Langevin equation. What is the meaning of temperature? Consider a system of $N$ particles, subject to some interaction potential $U$ (e.g. Lennard-Jones) and to thermal noise. The equation of motion is given using the Langevin equation:
$$m_i \ddot{\bf r}_i = -\nabla U({\bf r}_i) -\lambda\dot{\bf r}_i + {\boldsymbol \eta}_i,$$
where $\lambda$ is the friction coefficient and ${\boldsymbol \eta} = [\eta_{i,x} ~ \eta_{i,y} ~\eta_{i,z}]$ is a vector of random gaussian forces, with $0$ mean and
$$\langle \eta_{i,\alpha}(t), \eta_{j,\beta}(t') \rangle = 2\lambda k_BT \delta_{i,j}\delta_{\alpha, \beta}\delta(t-t').$$
It seems (and maybe I'm wrong!!!) that $T$ is the temperature of the system. Well, I have difficulties to understand this point, since we are assuming that $T$ is a constant parameter (i.e. a thermal bath), but the system evolves over time, gaining (or loosing) kinetic energy, and therefore the temperature is changing over time as well!!!
Indeed,
$$T = \frac{1}{3Nk_B}\sum_{i=1}^N m_i \dot{\bf r}_i^2$$
changes over time according to the evolution of the velocity $\dot{\bf r}_i$.

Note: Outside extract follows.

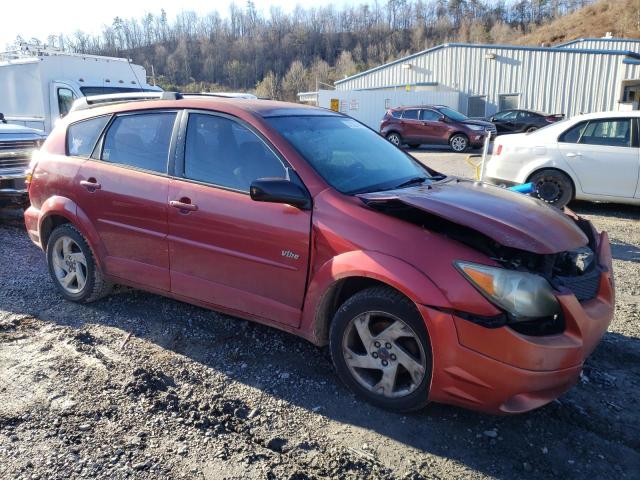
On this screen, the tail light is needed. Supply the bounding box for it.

What am I missing about the definition of this system and the role of the temperature?
 A: You are completely correct, that $T$ is a fixed parameter that defines the temperature of the system. The mistake is identifying this with the instantaneous "temperature" defined via your equation involving velocities. This equation is only true if you ensemble-average the right hand side, the appropriate ensemble being the canonical ensemble. Incidentally, the Langevin equation can be proven to generate states (coordinates and momenta) sampled from the canonical ensemble at temperature $T$. So,
$$T = \left\langle \frac{1}{3N}\sum_{i=1}^N m_i \dot{\bf r}_i^2\right\rangle$$
You should think of this equation not as a definition of $T$, but as a statement of what the ensemble average on the right turns out to be,
given that the system is at equilibrium at temperature $T$. The same equation applies to each individual atom $i$, if we omit the summation over $i$ and the normalising factor $N$.

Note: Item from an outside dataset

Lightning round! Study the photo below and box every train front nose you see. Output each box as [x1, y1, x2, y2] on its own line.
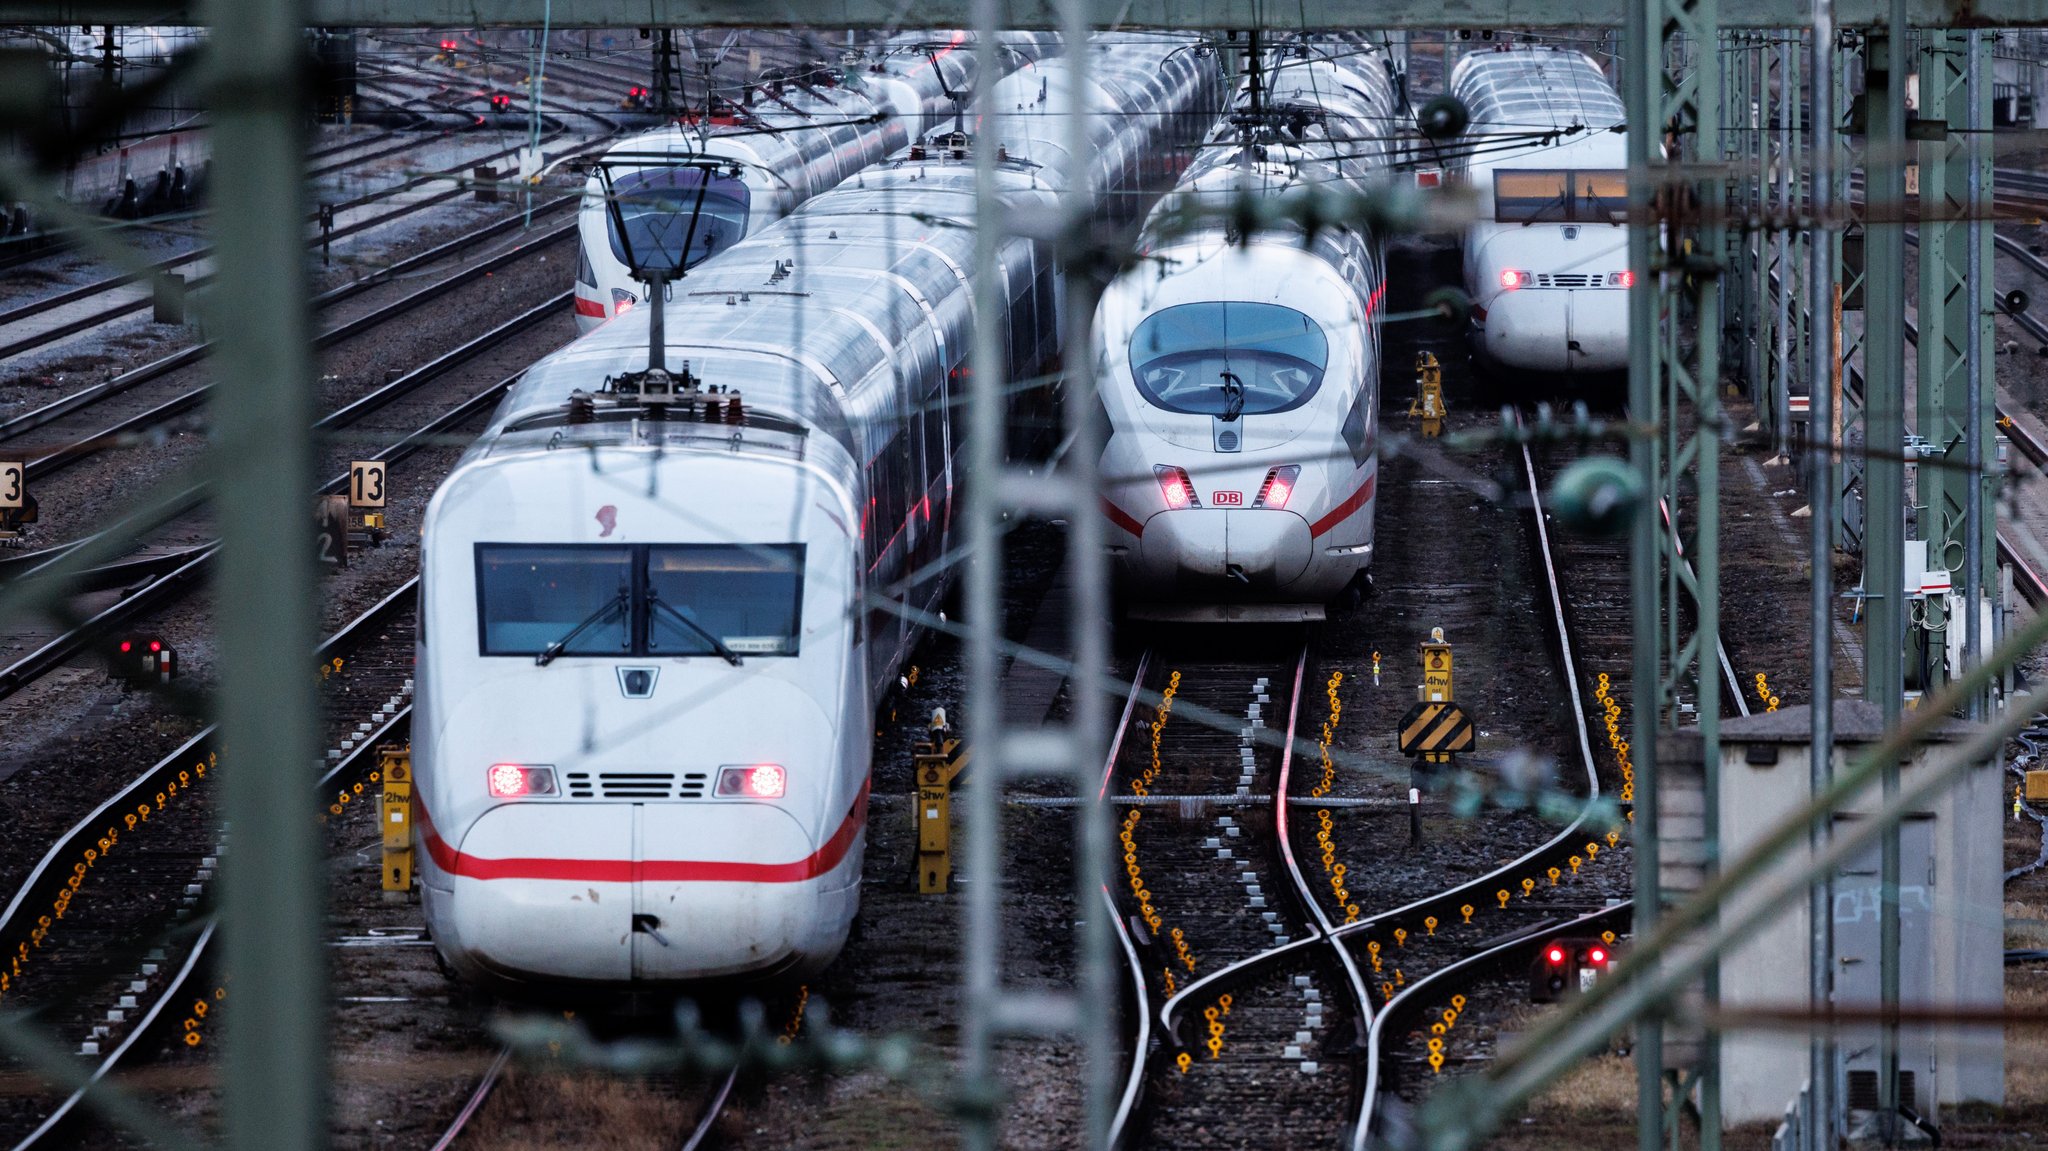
[1484, 290, 1628, 373]
[443, 799, 850, 987]
[1139, 509, 1313, 593]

Alternatively, if you consider a single realisation of the Langevin equation, you can consider time-averaging the right hand side of that equation and (subject to some reasonable assumptions about ensemble equivalence, ergodicity and so on) the result will also be $T$. 

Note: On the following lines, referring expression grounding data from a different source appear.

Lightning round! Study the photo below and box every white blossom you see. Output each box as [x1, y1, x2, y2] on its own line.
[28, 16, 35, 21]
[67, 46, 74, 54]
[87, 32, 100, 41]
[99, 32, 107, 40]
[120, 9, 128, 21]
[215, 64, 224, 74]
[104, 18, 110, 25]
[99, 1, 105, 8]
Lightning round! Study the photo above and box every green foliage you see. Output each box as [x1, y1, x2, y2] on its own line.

The time dependent analogue of $T$, which you can call $T(t)$ if you like, although I prefer to emphasise the difference by calling it $\mathcal{T}(t)$ or something similar, is a mechanical variable: a function of coordinates and momenta in general (in this case, just momenta, or velocities). It fluctuates by definition, and is only equal to $T$ after averaging, and in an equilibrium ensemble. You could, with equal validity, define an instantaneous "temperature" for each atom $i$, using a similar formula, omitting the sum and the $1/N$, all fluctuating and all different. However they would all give the same ensemble average.
This distinction is not unique to the Langevin equation. For example, in molecular dynamics using the completely deterministic Nosé-Hoover thermostat, $T$ is again a fixed parameter, and it is possible to define an instantaneous "temperature" from the kinetic energy, with the same equation (more or less) as you have given, whose average is $T$.